Como fazer um skate reciclado
Regressemos ao processo e aos seus contornos. A Shred MFG fabrica pranchas de surf e skates manualmente. As pranchas de surf são pranchas artesanais de alta qualidade feitas de resina epóxi, que são moldadas na loja ou entregues como pranchas prontas a laminar.
A partir daí, a equipa instala as quilhas, completa o trabalho artístico de aerografia ou os acabamentos de revestimento transparente, lamina as placas com fibra de vidro e termina com a aplicação de uma camada a quente e controlos de qualidade finais.
Os resíduos criados ao longo do processo, tais como o excesso de resina e outros subprodutos, são recolhidos e colocados num grande triturador industrial, criando fragmentos de várias cores. Esta matéria 100% reciclada, denominada por "shred", é depois utilizada para fabricar o núcleo dos skates. Os resultados? Falam por si. Mas até que ponto é que estes skates andam bem?
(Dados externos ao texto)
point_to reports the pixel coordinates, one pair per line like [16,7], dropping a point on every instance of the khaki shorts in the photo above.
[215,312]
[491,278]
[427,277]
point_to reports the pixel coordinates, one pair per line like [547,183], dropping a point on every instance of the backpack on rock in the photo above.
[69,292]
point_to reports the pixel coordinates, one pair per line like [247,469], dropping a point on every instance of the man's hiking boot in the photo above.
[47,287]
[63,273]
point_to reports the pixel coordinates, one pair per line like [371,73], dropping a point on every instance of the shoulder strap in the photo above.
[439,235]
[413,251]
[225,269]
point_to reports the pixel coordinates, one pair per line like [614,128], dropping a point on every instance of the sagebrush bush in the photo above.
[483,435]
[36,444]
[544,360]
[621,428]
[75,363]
Durante muito tempo, os skates eram feitos essencialmente de madeira. Depois, algures nos anos 70, surgiram no mercado os skates de plástico leve, com um sucesso modesto. Pouco tempo depois, os skates de madeira tornaram-se a referência do sector. Os skates de plástico renasceram na década de 2010, quando a marca australiana Penny apresentou o pequeno cruiser de plástico.
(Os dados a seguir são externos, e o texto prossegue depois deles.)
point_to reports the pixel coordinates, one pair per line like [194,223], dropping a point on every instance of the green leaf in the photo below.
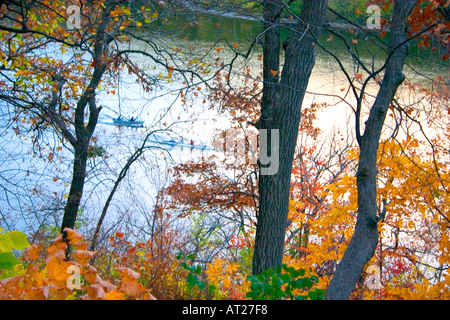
[198,270]
[19,240]
[192,279]
[6,244]
[7,261]
[212,289]
[285,277]
[201,285]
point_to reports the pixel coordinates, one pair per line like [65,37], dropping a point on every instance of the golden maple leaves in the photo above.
[63,273]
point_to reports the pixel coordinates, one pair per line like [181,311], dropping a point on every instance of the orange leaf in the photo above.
[31,253]
[96,292]
[115,295]
[73,236]
[57,271]
[127,273]
[91,275]
[132,288]
[83,256]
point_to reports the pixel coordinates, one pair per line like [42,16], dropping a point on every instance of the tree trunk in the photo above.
[365,238]
[76,187]
[280,110]
[84,132]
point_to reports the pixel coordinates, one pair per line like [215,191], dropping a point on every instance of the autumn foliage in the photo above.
[200,240]
[62,271]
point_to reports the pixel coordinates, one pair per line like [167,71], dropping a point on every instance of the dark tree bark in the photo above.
[83,132]
[280,110]
[365,238]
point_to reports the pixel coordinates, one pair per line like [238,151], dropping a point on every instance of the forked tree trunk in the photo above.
[365,238]
[280,110]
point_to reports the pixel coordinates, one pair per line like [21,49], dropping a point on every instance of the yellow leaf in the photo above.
[115,295]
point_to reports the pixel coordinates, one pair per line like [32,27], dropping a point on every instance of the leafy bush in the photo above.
[283,283]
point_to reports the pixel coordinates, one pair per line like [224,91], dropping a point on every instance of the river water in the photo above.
[193,121]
Marcelo garante-nos que andar num skate de compósito da Shred MFG é muito semelhante a andar num skate de madeira. A principal vantagem do skate de compósito, diz ele, é a longevidade.
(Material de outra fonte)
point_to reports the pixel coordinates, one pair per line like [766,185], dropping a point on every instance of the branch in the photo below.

"Utilizando métodos de construção comprovados, como os utilizados na indústria automóvel e na indústria aeronáutica, podemos garantir construções fortes e duradouras. Estamos entusiasmados por termos aplicado esses métodos a uma indústria onde ainda não tinham sido aplicados", comenta Marcelo.
Skates para a próxima geração
Tendo iniciado o negócio na sua garagem, Marcelo é daquelas pessoas que conseguiu transformar a sua paixão na sua profissão. Mas além disso, por extensão do trabalho, Marcelo está a contribuir para tornar o futuro do surf e do skate uma atividade mais amiga do ambiente. Uma melhoria muito necessária, dada a trajetória atual de subida do nível do mar e de poluição das cidades.
"Ter a sustentabilidade incutida como um dos pilares da nossa empresa é muito importante para nós. Só se pode desfrutar verdadeiramente destes desportos se o ambiente for saudável e acolhedor", comenta Marcelo.
Tendo crescido a surfar no mar azul, Marcelo quer passar essa experiência aos seus filhos.
"É importante poder contribuir simplesmente através da adoção de práticas sustentáveis e da inovação na forma como fazemos as coisas, para garantir que a próxima geração desfrute das mesmas coisas que nós desfrutamos atualmente", diz Marcelo. "Temos de garantir que estas atividades estão disponíveis para quem precisa de um tipo diferente de terapia, um tipo diferente de libertação. Queremos transmitir isso em todos os produtos que fabricamos."